BOSTON (CBS) -- The formula for success for the 2015 Boston Red Sox was simple. The pitching staff was going to be somewhere between mediocre and poor, and the offense was going to be near the top of the league in every category.
So far, through 10 percent of the season, only one of those groups has lived up to expectations. And it hasn't been the offense.
Boston's offensive woes shined brightly on Thursday night in Tampa Bay, when the vaunted Sox offense mustered just three hits against Jake Odorizzi and zero hits over 2 1/3 innings against the Rays bullpen. Tampa Bay's bullpen ranks dead last in the American League with a 4.77 ERA, and they rank 10th out of 15 teams with a 1.28 WHIP. Yet the Sox couldn't so much as get a man to first base without the help of an error.
But it hardly was just a one-night struggle. Though the Sox have scored 77 runs (fifth in AL/sixth in MLB) and have hit 15 homers (sixth in AL/10th in MLB), the accolades essentially end there. They're hitting just .230 as a team with a .325 on-base percentage, putting them squarely in the middle of the pack in the AL.
Despite the much-hyped meat of the order -- Dustin Pedroia, David Ortiz, Hanley Ramirez, Pablo Sandoval, Mike Napoli -- the Sox have hardly been a slugging team. They are tied for 14th in the AL with just 32 extra-base hits, better than only the Minnesota Twins, a team with a roster that costs about $70 million less than Boston's.
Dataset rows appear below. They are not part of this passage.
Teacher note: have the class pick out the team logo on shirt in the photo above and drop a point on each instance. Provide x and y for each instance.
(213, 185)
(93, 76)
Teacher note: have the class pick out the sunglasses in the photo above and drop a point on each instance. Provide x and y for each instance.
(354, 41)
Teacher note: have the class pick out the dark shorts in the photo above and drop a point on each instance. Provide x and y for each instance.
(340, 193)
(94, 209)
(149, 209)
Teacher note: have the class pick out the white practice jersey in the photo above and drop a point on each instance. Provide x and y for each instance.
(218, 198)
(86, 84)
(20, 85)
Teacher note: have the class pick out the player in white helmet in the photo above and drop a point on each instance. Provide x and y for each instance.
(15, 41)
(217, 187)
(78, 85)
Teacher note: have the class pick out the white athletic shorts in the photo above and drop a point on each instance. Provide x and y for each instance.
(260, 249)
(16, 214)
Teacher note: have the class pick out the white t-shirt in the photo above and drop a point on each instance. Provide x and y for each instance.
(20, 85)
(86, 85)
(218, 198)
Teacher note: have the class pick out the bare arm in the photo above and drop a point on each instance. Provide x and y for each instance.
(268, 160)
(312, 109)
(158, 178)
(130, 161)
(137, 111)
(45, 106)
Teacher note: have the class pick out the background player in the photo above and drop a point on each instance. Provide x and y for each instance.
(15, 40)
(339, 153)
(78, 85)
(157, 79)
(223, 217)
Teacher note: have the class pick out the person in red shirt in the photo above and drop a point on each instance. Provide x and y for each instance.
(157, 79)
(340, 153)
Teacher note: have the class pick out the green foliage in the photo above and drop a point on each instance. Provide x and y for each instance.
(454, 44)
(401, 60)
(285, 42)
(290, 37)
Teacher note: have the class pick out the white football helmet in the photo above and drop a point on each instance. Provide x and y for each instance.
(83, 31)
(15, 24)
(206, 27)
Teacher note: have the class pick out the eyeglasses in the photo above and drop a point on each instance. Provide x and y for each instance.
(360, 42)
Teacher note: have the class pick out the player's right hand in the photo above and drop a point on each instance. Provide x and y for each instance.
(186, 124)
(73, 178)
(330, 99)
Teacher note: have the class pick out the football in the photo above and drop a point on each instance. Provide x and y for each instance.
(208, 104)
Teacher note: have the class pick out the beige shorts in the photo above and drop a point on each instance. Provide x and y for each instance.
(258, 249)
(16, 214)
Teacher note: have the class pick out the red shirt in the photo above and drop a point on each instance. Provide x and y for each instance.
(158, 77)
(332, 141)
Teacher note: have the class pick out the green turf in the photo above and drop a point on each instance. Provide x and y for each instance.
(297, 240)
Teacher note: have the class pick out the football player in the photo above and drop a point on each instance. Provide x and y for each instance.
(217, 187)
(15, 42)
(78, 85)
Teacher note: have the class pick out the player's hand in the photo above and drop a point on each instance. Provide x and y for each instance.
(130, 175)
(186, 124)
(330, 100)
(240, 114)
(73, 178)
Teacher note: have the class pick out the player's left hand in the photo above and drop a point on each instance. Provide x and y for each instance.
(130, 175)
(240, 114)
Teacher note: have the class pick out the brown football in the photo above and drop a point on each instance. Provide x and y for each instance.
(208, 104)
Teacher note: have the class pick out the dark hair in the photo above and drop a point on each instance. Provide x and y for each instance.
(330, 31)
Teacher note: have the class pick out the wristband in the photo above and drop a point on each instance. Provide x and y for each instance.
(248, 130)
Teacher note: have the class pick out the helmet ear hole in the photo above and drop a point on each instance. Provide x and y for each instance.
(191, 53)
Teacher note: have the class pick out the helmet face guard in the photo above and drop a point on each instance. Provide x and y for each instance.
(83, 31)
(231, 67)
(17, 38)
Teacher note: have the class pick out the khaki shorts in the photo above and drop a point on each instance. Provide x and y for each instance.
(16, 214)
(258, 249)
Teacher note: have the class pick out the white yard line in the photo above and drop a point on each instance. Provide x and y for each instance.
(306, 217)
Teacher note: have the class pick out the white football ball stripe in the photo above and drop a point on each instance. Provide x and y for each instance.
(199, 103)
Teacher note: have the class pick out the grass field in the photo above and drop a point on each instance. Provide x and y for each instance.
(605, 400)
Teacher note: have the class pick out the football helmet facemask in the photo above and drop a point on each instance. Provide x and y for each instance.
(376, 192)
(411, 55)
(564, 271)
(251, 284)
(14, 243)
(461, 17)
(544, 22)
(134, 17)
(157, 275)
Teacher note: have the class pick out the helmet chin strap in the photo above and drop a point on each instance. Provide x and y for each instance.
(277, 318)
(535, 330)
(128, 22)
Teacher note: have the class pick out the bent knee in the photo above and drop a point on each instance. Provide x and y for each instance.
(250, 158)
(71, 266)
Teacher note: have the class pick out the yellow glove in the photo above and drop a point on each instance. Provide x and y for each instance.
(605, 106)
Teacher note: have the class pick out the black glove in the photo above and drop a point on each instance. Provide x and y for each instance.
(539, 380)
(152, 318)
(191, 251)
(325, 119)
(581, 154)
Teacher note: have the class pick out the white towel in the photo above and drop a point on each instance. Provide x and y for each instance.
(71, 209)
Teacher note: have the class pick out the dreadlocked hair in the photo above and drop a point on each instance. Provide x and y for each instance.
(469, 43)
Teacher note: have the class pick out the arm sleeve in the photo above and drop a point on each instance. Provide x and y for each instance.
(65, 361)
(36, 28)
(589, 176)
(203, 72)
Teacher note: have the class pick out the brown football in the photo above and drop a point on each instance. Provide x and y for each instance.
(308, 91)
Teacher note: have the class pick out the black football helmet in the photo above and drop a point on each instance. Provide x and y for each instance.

And the struggles are widespread. Xander Bogaerts, on the strength of a number of bloop hits, is the only regular starter with a batting average better than .265. (I'm the last person in the world to bang the BABIP drum, but Xander's is currently .372. He hasn't been scorching the ball by any means, so that .302 average is bound to come down in the coming weeks and months. In fact, it's already dropped 131 points in the past seven games.)
Pablo Sandoval ranks second among starters with a .263 batting average, having hit 13 singles and two doubles thus far. Hanley Ramirez is also hitting .263, and he's been an all-or-nothing guy at the plate. He has 10 singles, five home runs, and nothing else. Dustin Pedroia's been OK, with a .254 average and .816 OPS, but the picture of the rest of the starting lineup is downright grisly.
David Ortiz is batting .192. Mike Napoli is hitting .157. Mookie Betts, the young man tapped to be the best player on the team, is hitting .194. Shane Victorino and Allen Craig are hitting a combined .143. The Sox are actually getting some of their best hitting out of the catching duo of Ryan Hanigan and Sandy Leon, who together are batting .208.
Having the Hanigan-Leon combo hitting better than the starting DH, center fielder and first baseman is not exactly how Ben Cherington and Co. drew it up over the offseason.
Of course, the Sox are still winning -- generally speaking. Granted, if the Washington Nationals had practiced defense during spring training, Boston's 9-7 record could easily be flipped, and their spot tied atop the AL East would in turn be replaced with a seat at the bottom of the division.
But we need not play the "If" game, because the reality is bad enough as it is. Gordon Edes noted that the Sox' team batting average of .230 is the worst the team has had through 16 games since 1992. Those Sox went 73-89 and finished in last place in the AL East.
Admittedly, the prospects in 2015 look much, much better. Mike Napoli is going to improve on that .157 average. David Ortiz will bat better than .192. Even the Sox' better hitters -- Ramirez, Sandoval, Pedroia -- are due to improve, based on their career numbers.
Still, they'd be best-suited to start that movement as soon as possible.
Whenever a team isn't hitting in April, the easiest place to point the finger is the weather. But save for a couple of cold nights in Philadelphia, the Sox have played in some unseasonably warm temperatures as well as the indoor confines of Tropicana Field thus far. These players have played in nastier Aprils and have come out with some much shinier numbers.
And worse yet, when the Sox do get hits, they tend to not come at the most opportune times. As Tony Massarotti noted today, that .230 team batting average drops to .196 when runners are in scoring position, and it drops to .176 with runners in scoring position and two outs.
Simply put, the Red Sox are a team built on having a potent offense that currently can't hit. And if it doesn't change, it's bound to catch up to them.
This is all not to paint a gloomy picture of the 2015 season or suggest that all is lost after three weeks of baseball. Hardly. It is, however, a note that the pitching staff as it is currently constituted is unlikely to get a lot better as the year wears on. In the midst of a 22-game stretch against AL East opponents, the offense has to improve -- sooner than later -- in order for the season to go anywhere near the projected path laid out by the decision-makers over the winter.